Ainda como ações previstas no âmbito da OUC, pontuam-se as intervenções já realizadas na área pelo poder público e os investimentos previstos, além de levar em conta outros projetos-âncora para a área:

- a conexão Centro-Lagoinha, criada com o intuito de minimizar a grande desconexão entre a área Central e a Lagoinha, produzida por fortes barreiras (a linha férrea, o canal do Ribeirão Arrudas e o complexo viário da Lagoinha);
- a implantação de Conexões Ambientais, que compreendem arborização intensiva no setor, associada ao alargamento de calçadas e à priorização do pedestre. Ao promoverem a qualificação paisagística da área, tais intervenções contribuirão para ampliar o fluxo 
   de pedestres e para dinamizar as atividades de comércio e serviços no setor.

Quadra central:

Objetivos:

  1. alto adensamento populacional na área central, condicionado à liberação de uso público/atravessamento da quadra;
  2. construção de unidades habitacionais menores;
  3. incentivo ao uso misto;
  4. incentivo à restrição de vagas de garagem.

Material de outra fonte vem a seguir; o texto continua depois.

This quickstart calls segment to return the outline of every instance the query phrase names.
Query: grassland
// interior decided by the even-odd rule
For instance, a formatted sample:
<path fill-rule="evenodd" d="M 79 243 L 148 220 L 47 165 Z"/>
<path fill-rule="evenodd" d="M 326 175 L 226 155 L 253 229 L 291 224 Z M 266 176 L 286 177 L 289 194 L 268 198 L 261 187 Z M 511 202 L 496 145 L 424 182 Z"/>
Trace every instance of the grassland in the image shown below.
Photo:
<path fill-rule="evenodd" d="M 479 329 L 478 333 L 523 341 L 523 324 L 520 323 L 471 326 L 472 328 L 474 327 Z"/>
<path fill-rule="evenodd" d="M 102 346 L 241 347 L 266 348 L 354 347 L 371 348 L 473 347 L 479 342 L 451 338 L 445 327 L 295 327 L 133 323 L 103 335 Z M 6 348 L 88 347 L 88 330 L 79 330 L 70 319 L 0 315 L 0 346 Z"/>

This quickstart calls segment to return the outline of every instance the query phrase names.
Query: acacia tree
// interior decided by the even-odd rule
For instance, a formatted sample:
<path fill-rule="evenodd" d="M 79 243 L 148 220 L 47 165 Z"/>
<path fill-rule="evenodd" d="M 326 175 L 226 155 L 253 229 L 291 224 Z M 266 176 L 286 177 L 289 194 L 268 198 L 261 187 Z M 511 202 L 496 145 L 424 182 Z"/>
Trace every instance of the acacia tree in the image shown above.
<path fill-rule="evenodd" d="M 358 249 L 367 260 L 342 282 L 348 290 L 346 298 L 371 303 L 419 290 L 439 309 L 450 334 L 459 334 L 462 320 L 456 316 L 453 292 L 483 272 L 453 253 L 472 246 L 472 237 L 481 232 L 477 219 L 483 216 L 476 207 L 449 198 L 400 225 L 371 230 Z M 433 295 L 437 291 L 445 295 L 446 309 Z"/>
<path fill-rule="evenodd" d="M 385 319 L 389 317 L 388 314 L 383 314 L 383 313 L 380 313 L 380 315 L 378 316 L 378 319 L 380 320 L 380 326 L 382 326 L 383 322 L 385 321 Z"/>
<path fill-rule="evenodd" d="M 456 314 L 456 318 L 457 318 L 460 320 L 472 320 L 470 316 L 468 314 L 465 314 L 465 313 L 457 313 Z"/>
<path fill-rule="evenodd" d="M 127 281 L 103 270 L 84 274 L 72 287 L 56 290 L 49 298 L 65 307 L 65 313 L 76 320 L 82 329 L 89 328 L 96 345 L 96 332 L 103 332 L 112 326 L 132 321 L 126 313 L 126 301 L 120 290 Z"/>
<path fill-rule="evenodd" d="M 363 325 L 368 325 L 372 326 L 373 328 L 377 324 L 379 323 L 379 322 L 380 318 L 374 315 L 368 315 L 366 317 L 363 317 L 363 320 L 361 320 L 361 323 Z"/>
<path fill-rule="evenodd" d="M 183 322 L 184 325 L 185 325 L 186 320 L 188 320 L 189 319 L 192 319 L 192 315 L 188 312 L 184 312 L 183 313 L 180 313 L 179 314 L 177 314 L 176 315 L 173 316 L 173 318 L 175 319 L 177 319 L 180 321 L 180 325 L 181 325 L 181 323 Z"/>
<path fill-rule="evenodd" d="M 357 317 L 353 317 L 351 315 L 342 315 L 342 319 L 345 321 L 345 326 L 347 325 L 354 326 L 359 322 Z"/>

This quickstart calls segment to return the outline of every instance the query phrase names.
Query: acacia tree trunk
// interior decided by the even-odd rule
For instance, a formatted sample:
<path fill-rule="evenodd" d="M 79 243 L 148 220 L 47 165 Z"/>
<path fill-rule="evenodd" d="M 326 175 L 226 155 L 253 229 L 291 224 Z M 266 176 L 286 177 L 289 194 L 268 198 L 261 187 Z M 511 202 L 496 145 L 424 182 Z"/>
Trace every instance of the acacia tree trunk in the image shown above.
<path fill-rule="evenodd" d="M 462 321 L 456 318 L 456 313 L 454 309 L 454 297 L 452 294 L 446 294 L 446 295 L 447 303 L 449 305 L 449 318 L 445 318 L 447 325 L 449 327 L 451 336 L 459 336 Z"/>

Especulações sobre a quadra central:

1- ESP INTERNO.jpg 2- FACHADA ATIVA.jpg 3 - CAMINHOS INTERNOS.jpg 4 - HABITAÇÃO.jpg IDEIA.jpg

Quarteirões principais:

De acordo com o mapeamento colaborativo de vazios e propostas em Belo Horizonte, EmBreveAqui, os relatos obtidos são: no quarteirão 1, situado entre a Avenida do Contorno e as Ruas da Bahia, Guaicurus e Espírito Santo, os edifícios da antiga escola de engenharia da UFMG e o Edifício Professor Lourenço Baeta Neves; no quarteirão 2, entre a Avenida do Contorno e as Ruas Espírito Santo, Guaicurus e Rio de Janeiro, três edifícios, um inacabado, utilizado como estacionamento, um galpão utilizado anteriormente como boate, e um estacionamento em um galpão que era uma fábrica de açúcar.


11 de novembro - pré-banca[editar]

my maps - proposta no mapa - associar o mapa com referências.

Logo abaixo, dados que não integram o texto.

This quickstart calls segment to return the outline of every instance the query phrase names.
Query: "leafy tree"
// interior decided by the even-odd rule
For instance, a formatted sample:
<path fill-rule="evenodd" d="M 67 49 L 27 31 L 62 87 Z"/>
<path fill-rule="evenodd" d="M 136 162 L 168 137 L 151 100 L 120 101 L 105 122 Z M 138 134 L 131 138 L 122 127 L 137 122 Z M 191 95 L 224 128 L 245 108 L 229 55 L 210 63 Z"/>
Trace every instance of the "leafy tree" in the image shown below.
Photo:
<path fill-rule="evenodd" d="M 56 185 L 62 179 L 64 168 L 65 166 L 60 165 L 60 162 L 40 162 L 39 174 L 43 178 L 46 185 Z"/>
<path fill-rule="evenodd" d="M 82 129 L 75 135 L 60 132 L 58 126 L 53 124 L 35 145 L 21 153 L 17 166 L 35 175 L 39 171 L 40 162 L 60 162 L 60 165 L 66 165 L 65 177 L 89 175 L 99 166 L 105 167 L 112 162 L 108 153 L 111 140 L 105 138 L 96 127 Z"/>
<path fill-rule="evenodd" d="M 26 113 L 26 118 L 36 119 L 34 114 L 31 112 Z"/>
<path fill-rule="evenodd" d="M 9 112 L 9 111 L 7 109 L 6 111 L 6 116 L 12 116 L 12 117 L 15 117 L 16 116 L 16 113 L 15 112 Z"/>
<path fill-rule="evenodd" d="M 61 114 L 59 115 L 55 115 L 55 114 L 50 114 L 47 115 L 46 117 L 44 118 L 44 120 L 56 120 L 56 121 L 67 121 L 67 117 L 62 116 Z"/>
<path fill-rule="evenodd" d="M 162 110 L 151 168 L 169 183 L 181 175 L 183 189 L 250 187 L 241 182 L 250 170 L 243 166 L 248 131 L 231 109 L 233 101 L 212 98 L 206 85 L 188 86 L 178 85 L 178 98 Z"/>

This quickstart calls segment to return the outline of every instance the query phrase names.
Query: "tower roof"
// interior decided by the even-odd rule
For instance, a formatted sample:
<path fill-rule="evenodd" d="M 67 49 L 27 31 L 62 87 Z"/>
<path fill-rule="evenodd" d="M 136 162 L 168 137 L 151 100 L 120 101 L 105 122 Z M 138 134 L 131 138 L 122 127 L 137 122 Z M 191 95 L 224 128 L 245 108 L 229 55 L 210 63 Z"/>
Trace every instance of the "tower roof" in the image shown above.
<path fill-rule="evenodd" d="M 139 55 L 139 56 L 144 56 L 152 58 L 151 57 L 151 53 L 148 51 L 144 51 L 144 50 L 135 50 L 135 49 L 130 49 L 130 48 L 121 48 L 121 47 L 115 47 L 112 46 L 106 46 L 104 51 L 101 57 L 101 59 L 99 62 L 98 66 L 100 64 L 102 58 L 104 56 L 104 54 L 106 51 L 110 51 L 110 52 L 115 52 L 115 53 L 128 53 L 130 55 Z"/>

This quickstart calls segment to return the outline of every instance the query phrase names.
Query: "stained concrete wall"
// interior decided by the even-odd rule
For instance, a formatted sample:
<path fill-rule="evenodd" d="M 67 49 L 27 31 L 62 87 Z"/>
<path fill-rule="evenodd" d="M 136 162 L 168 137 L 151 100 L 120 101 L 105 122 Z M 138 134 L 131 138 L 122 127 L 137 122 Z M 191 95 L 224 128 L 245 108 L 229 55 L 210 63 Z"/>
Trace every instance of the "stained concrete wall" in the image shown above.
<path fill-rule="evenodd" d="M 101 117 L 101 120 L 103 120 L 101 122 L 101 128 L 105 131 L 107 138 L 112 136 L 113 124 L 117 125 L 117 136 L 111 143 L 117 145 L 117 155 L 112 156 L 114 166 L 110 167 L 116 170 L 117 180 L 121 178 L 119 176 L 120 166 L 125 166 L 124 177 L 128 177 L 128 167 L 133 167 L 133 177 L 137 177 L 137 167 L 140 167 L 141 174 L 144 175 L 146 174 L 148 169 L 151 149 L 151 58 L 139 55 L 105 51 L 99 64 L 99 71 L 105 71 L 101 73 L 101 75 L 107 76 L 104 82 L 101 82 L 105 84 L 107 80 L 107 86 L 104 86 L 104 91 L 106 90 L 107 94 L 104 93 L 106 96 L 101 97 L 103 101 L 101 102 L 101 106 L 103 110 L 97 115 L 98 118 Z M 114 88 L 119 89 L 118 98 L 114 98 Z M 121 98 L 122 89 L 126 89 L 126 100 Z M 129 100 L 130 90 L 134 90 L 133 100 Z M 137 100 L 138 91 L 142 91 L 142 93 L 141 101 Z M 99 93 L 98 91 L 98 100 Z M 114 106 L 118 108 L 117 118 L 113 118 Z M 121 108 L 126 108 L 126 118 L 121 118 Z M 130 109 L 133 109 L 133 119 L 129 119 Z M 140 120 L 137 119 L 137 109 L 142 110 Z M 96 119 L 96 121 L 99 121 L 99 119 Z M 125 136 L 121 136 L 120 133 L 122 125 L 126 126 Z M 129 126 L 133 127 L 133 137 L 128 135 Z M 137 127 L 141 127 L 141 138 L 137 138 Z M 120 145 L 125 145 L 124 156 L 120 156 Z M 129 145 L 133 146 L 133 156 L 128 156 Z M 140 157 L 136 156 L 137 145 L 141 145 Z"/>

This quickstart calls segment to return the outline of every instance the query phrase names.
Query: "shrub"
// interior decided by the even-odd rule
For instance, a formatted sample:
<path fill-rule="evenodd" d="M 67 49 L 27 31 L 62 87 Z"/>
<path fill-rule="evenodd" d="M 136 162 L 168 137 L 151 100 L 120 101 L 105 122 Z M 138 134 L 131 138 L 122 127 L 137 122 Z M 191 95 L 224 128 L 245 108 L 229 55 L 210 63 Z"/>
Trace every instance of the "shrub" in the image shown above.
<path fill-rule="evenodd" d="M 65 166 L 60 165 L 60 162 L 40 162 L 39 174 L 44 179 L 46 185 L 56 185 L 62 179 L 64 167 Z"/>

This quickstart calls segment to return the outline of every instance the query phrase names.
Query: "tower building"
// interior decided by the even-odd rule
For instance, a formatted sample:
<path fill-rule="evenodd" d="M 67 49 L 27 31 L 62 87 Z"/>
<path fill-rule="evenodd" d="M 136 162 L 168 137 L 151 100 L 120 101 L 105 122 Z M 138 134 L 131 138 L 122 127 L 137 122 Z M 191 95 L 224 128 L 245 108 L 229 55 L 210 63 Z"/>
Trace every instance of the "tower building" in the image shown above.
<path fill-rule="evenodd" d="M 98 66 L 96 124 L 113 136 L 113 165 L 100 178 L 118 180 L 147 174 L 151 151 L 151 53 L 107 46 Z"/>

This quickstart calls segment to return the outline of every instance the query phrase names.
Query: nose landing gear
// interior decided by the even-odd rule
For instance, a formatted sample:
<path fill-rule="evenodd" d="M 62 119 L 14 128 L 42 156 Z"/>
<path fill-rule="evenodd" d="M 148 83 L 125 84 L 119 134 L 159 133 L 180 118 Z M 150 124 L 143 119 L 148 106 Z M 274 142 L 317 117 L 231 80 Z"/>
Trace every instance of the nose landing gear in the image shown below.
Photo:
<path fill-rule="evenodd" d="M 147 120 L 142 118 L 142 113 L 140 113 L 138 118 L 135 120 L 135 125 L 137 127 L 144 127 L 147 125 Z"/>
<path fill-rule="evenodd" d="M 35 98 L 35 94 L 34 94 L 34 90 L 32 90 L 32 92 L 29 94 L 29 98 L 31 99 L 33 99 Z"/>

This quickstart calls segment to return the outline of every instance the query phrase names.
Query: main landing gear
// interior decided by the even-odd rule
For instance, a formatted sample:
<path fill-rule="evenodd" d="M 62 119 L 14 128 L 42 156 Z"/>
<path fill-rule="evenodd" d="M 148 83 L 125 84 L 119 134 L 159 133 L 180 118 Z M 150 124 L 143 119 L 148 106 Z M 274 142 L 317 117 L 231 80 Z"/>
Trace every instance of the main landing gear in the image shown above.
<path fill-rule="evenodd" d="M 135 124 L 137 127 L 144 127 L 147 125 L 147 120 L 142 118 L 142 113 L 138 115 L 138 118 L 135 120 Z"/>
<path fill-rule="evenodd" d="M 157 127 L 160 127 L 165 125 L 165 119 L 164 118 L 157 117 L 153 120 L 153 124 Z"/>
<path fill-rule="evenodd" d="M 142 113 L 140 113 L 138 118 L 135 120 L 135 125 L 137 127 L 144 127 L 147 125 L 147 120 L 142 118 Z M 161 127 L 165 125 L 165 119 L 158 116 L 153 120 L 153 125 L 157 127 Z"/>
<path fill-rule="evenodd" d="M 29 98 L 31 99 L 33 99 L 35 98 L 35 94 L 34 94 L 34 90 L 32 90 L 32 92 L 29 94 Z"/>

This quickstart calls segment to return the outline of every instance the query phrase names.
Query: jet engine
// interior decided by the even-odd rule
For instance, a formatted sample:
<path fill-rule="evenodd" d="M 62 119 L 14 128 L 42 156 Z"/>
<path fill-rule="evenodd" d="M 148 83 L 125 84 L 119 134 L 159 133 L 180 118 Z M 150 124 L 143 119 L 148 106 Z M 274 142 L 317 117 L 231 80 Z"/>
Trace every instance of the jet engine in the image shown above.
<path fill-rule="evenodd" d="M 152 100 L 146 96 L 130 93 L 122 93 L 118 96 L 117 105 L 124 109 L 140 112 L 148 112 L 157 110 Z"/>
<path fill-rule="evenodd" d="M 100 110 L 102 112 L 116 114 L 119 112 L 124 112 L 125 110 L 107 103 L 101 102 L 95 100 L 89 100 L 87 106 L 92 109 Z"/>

desenvolver o aspecto técnico de desenho urbanístico e arquitetônico;

política e legislações abrangentes e limitadoras;

viabilizar as propostas legais;

explorar foto-inserções associadas com plantas diagramáticas;

ambientação urbanística e paisagística.

25 de novembro[editar]

Conversa sobre a banca final. Desenvolvimento da proposta mais localmente - decisão sobre o corta-caminho entre a escola de engenharia e a edificação adjacente, cujo destino é o estabelecimento de oficinas; o primeiro pavimento da EE foi dedicado, na sua porção próxima ao anfiteatro, ao estabelecimento de um átrio de acesso a este, onde também existe um espaço dedicado à exposições de arte; na porção desta edificação voltada para a avenida do Contorno foi estabelecido, no primeiro pavimento, um ambiente restrito ao acesso de moradores, para possibilitar a determinação dos pavimentos superiores como residenciais; por fim, na rua dos Guajajaras, foi estabelecido, em um galpão antigo, um centro comercial com espaço para pequenas lojas, além de essa edificação se constituir como um corta-caminho da direção da av. Santos Dumont; também se estabeleceu, no mezanino desta ultima, espaços para serviços de todo tipo, além de uma área de apoio para pedestres - bebedouro, escaninhos, área de descanso.

9 de dezembro[editar]

Ultima aula expositiva: metabolistas japoneses, cidades-fantasma na China, possibilidades de investigação pelo google maps.